Which shows are poised to survive a downturn laying waste to the Strip?
Thu, Feb 19, 2009 (midnight)
Photo Illustration by Colleen Wang
Shutter one Strip production, nobody raises an eyelash. It’s the nature of Las Vegas, after all, where all that’s left of historic hotels is a neon sign. Life is fleeting here. We accept that.
But even by our standards, this is getting ridiculous. In less than two months, our city has lost nearly 100 years of entertainment, either due to scheduled closings or box-office anemia. It’s the kind of collapse that would have a Wall Street trader striking the agony pose when the Dow drops 800 points in a day.
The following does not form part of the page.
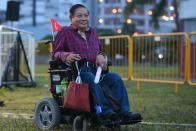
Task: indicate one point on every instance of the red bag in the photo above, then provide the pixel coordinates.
(77, 97)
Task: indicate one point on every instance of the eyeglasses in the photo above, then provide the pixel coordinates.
(81, 15)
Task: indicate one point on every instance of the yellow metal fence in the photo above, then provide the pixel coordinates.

It’s tempting to envision empty showrooms up and down the Strip, but Ira David Sternberg, vice president of communications for the Las Vegas Hilton, who has watched the evolution of entertainment here over the last 30 years, says that’s nonsense.
Yes, the number of show closures in such a short period is high, but Sternberg reminds that Las Vegas has never offered this many entertainment options. Meaning? There’s more competition for our dwindling dollar—and more to take a hit when times get tough. Though we might see fewer Folies Bergere- or La Cage-type productions, Sternberg theorizes that the industry will adapt to find shows that make sense economically—one-man shows, for example—to ensure that showrooms don’t stay dark long-term. “Does this mean the end of entertainment? No, but it does signal a change to entertainment,” Sternberg says. “In an economic sense, it’s a market adjustment.”
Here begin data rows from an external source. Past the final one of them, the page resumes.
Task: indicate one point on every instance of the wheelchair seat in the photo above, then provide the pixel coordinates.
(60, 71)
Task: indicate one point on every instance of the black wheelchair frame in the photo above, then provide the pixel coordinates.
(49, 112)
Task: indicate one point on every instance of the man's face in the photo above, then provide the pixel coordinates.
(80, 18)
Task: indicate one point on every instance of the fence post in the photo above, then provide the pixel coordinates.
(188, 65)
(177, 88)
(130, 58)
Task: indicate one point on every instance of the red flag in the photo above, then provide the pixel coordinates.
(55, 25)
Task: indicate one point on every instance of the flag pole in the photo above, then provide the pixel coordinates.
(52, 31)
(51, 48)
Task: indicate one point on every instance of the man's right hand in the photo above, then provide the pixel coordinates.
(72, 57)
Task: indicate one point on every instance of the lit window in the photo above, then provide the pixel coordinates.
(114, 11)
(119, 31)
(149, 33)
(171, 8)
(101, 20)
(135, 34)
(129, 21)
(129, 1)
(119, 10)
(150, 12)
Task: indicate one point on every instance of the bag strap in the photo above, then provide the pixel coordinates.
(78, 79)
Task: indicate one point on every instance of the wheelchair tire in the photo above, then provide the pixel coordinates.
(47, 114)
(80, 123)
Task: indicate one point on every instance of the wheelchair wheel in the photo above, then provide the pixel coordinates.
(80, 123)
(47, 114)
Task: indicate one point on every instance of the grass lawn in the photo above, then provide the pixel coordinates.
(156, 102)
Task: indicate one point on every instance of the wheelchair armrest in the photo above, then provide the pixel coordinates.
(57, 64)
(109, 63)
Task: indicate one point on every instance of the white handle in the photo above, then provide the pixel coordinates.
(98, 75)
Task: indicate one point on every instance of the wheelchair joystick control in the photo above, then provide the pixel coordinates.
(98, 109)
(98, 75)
So who’s safe? The four-wallers, who pay for their space, their advertising and staff salaries? The solo performers, who need only their own voice/jokes/magic to pack rooms? The birds in gilded cages, multimillion-dollar shows for whom theaters were specifically built?
Sadly, the answer could be no one. The Valley’s December hotel occupancy rate plummeted 11 percent from 2007 to ’08. Last year’s rate of gaming revenue decline was the highest ever. Reports of nearly empty theaters have become commonplace, and discounted tickets can now be had for just about any show in town.
Few of the for-now survivors are talking. Blue Man Group’s Chicago company recently cut both its staff and show schedule, but a call to see if the local troupe might be affected yielded this terse answer: “It is Blue Man Vegas’ policy not to comment on human resource-related issues.”
Few have better perspective than Frank Marino, star of the long-running—and recently axed—An Evening at La Cage. “I’ve seen thousands of shows come and go during my time here,” he says, “and the best advice I could give these show producers is that they should get opinions from other people.”
Marino suggests, for example, that the Broadway-in-Vegas movement is doomed to failure. “I don’t know how many shows [Avenue Q, Spamalot, The Producers] have to close before they get the message,” Marino says. “My premonition is that The Lion King [scheduled to replace the very successful Mamma Mia! at Mandalay Bay] is not going to do well.”
Marino says warning signs that more productions might die off have been in place for some time. “When you go to half-price ticket booths and you see Cirque shows in there, you know everybody’s hurting,” he says.
Marino’s prediction? “The Cirque shows are the safest, because they’ve got millions behind them to weather the storm. Everybody else is in danger.”